Electric multiple unit railcar

The Silverliner V is an electric multiple unit railcar designed and built by Hyundai Rotem. It is used by Philadelphia's SEPTA Regional Rail and Denver's Regional Transportation District. This is the fifth generation railcar in the Silverliner family of single level EMUs.

==SEPTA Regional Rail==
The cars feature expanded interiors and windows, additional entrances and screens used to display information about the service. They are all ADA compliant and meet Federal Railroad Administration safety requirements. The cars were expected to arrive in 2005, but due to contract disputes, design delays, and a factory needing to be built in South Philadelphia, they did not arrive until 2010. SEPTA ordered a total of 120 cars at a cost of $274 million; the first cars arrived in the United States on February 28, 2010 (five years overdue) from South Korea, where they were manufactured by Hyundai Rotem. The cars were built in South Korea and the final assembly took place in South Philadelphia. The cars entered revenue service on October 29, 2010, and all 120 were to be completed by the end of 2011.

However, due to delays that were reported to last until mid-2012, SEPTA is owed millions in fines for the overdue equipment. SEPTA also closed off the very front row of seats due to safety concerns. The last of the 120 cars arrived on the property for testing in February 2013. Cars 735, 736, 871, and 872 are owned by the Delaware Transit Corporation. However, they are used systemwide for service and are not restricted to use on services to Delaware only. On July 2, 2016, SEPTA removed all 120 of its Silverliner V cars – a third of its fleet – from service due to fatigue cracks in the trucks, leading to reduced service system-wide. The agency received some of the trains back in September 2016; but subsequently withdrew 18 cars after an additional defect was identified – a “clearance issue” that led to occasional contact between old and new components. SEPTA announced that it could resume normal schedules on October 3 and would receive all trains by November 2016.

==RTD Commuter Rail==
In 2010, Denver's Regional Transportation District selected the Silverliner V (RTD now refers to them as EMU V) for its new commuter rail line. A total of 66 cars were purchased in the married pair configuration for a total of $300 million. The first four cars were delivered to Denver on December 3, 2014, with service to start in 2016. As of 2020, Silverliner V trains were used on the RTD's A, B, G and N lines.

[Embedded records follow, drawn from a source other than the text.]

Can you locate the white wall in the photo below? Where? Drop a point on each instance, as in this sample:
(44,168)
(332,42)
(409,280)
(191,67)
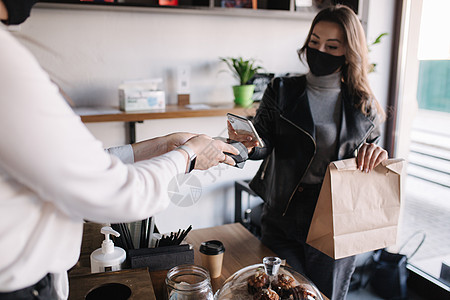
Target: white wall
(89,52)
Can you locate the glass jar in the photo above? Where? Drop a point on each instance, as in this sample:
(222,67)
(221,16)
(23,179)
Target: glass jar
(188,282)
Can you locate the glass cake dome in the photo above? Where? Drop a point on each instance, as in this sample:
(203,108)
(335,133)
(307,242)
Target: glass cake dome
(269,280)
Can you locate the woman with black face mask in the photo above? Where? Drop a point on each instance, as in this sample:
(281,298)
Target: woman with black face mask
(306,122)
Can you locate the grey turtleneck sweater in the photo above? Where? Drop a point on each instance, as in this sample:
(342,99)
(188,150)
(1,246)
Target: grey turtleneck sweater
(325,103)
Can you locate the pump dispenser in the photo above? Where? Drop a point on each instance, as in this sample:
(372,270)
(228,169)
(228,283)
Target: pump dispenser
(108,257)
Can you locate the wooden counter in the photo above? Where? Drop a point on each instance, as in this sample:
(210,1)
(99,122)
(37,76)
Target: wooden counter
(241,249)
(113,114)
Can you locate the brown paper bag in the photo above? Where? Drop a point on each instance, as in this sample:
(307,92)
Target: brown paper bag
(356,211)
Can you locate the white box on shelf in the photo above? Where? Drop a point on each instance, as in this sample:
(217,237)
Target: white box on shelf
(140,95)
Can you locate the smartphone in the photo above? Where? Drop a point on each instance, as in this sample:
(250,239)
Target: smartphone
(244,126)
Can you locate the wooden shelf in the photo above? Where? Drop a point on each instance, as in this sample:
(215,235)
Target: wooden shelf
(110,114)
(198,10)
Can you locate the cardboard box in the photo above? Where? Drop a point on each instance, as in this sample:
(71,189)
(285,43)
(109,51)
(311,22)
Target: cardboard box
(142,95)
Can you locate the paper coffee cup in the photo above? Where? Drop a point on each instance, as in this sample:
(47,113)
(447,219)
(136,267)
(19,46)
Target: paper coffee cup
(212,257)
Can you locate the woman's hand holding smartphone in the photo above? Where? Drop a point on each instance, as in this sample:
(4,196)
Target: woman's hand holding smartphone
(240,129)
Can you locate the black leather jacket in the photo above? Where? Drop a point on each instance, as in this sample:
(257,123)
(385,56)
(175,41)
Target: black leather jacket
(284,122)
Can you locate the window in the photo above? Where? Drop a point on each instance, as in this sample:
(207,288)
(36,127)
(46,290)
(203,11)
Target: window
(423,137)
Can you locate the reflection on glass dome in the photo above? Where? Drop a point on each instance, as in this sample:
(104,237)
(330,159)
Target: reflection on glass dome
(268,281)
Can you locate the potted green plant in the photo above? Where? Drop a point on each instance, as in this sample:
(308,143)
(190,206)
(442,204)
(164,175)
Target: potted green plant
(243,70)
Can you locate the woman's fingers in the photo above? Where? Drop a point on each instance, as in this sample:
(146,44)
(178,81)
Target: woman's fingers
(211,152)
(370,156)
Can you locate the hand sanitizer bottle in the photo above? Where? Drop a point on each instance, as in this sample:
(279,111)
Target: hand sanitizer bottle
(108,257)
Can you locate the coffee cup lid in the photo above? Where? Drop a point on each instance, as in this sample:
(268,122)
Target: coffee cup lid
(213,247)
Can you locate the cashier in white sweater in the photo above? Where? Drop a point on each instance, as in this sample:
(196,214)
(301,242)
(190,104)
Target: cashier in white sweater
(54,174)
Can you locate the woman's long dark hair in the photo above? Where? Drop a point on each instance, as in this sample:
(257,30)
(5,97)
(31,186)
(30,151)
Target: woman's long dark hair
(355,70)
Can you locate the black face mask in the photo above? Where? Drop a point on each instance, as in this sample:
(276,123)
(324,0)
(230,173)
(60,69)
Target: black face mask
(18,10)
(321,63)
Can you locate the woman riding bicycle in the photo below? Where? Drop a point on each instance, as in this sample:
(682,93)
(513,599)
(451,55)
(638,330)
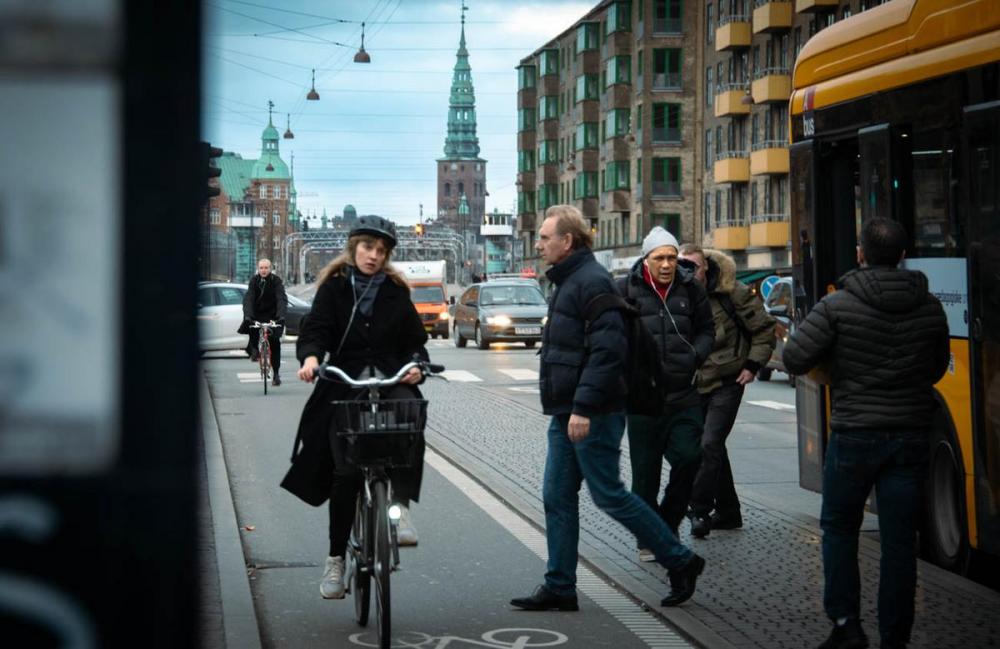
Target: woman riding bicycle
(363,317)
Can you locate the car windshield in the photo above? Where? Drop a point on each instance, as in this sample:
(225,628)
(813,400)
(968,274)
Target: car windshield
(497,295)
(425,294)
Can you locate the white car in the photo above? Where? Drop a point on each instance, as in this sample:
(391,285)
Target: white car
(220,313)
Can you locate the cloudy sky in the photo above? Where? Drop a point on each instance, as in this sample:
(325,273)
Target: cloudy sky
(372,139)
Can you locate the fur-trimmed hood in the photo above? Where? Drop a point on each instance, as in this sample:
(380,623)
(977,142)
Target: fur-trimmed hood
(721,272)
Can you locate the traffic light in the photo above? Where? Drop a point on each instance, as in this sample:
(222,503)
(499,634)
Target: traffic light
(207,154)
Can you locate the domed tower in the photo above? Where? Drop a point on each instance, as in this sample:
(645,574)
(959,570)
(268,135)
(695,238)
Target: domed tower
(461,171)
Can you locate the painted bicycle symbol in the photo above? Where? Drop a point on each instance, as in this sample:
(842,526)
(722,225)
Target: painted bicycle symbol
(495,639)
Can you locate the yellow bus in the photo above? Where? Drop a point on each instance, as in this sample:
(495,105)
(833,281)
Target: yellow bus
(895,112)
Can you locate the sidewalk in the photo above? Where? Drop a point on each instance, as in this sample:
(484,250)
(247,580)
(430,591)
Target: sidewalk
(763,584)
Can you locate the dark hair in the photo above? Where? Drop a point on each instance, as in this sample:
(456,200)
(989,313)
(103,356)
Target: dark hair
(883,242)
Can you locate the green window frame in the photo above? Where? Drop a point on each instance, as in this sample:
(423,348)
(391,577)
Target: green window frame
(526,119)
(548,62)
(587,37)
(587,135)
(587,88)
(548,195)
(526,77)
(525,202)
(666,122)
(616,175)
(667,68)
(671,222)
(548,107)
(667,177)
(618,70)
(585,185)
(526,160)
(548,152)
(619,17)
(617,123)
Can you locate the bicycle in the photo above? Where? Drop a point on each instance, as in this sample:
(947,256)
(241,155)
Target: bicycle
(379,434)
(264,348)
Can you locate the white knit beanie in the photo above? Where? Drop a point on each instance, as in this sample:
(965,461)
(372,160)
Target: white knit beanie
(656,238)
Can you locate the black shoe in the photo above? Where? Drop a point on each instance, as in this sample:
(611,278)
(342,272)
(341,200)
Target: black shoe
(848,636)
(700,526)
(544,599)
(726,521)
(682,582)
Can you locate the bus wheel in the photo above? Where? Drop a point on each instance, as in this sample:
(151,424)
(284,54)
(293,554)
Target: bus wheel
(947,542)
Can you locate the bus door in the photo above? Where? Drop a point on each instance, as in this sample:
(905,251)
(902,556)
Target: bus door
(825,217)
(981,143)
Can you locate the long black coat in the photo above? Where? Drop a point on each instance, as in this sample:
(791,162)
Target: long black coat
(884,340)
(388,340)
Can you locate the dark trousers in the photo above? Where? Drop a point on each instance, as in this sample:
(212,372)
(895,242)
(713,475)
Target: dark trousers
(894,463)
(274,338)
(713,486)
(676,437)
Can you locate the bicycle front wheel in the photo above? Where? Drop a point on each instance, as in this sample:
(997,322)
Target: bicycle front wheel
(383,564)
(265,362)
(359,549)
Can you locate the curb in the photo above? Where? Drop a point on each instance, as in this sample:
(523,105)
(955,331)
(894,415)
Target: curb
(689,626)
(239,617)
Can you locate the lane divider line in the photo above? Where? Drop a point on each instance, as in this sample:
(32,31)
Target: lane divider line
(650,629)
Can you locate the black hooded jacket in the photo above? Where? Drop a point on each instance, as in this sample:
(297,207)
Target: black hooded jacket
(579,374)
(682,326)
(884,341)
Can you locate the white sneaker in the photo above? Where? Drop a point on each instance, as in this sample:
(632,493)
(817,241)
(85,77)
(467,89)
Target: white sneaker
(332,585)
(406,534)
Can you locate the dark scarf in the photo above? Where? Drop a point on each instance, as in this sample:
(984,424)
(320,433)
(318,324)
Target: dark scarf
(365,289)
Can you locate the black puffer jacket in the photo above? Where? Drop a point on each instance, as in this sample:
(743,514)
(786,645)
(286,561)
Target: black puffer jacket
(883,339)
(579,376)
(682,325)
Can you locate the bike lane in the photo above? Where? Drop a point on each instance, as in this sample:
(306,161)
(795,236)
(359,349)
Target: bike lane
(452,590)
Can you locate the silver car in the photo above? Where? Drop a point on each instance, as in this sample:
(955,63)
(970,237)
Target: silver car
(500,311)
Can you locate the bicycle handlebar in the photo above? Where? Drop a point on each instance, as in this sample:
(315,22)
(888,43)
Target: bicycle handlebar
(331,372)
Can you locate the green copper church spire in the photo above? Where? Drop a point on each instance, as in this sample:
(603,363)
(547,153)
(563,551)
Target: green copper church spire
(461,142)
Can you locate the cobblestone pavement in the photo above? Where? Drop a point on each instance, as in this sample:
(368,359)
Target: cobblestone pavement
(763,584)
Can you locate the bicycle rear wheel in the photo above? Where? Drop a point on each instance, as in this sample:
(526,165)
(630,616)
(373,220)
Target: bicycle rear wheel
(359,549)
(383,564)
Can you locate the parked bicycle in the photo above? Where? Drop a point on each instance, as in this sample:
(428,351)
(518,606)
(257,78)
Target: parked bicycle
(264,348)
(380,434)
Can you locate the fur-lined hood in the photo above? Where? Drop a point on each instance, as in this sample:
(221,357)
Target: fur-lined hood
(721,271)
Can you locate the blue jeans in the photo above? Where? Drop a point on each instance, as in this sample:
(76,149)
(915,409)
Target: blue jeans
(894,463)
(596,460)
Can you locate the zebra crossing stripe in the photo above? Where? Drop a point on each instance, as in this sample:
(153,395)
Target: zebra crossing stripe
(650,629)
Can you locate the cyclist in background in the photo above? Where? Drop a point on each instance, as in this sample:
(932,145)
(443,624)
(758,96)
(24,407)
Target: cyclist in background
(363,318)
(265,300)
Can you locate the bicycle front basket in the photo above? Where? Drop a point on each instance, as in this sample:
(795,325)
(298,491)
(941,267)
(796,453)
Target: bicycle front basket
(380,433)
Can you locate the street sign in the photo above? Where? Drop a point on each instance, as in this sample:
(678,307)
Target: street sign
(767,284)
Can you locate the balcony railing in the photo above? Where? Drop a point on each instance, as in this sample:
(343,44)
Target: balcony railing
(668,26)
(669,188)
(667,81)
(666,135)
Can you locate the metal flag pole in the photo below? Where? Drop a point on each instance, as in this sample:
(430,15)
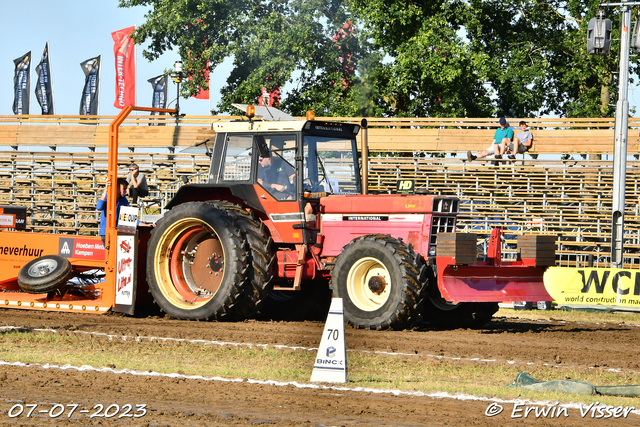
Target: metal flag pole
(620,142)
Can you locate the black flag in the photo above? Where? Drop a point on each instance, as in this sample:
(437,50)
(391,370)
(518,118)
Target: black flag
(22,84)
(91,91)
(159,99)
(44,87)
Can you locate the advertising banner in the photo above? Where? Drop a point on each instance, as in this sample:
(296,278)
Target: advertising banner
(124,51)
(593,286)
(125,277)
(89,104)
(21,84)
(44,87)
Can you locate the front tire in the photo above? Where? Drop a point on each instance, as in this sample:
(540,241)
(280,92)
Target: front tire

Differences between the RTD and SEPTA cars include support for only 25 kV 60 Hz AC electrification, two center-opening high-level doors per side, less powerful traction motors, full-width cabs, and e-bells.

==Electromagnetic interference==

Some users of audio equipment have found that the presence of tracks carrying Silverliner V cars has introduced detrimental electromagnetic interference to the playback and recording of audio. This phenomenon also affects audio and PA electronics inside the cars, although Hyundai Rotem has fitted filters to lessen the effect on internal equipment.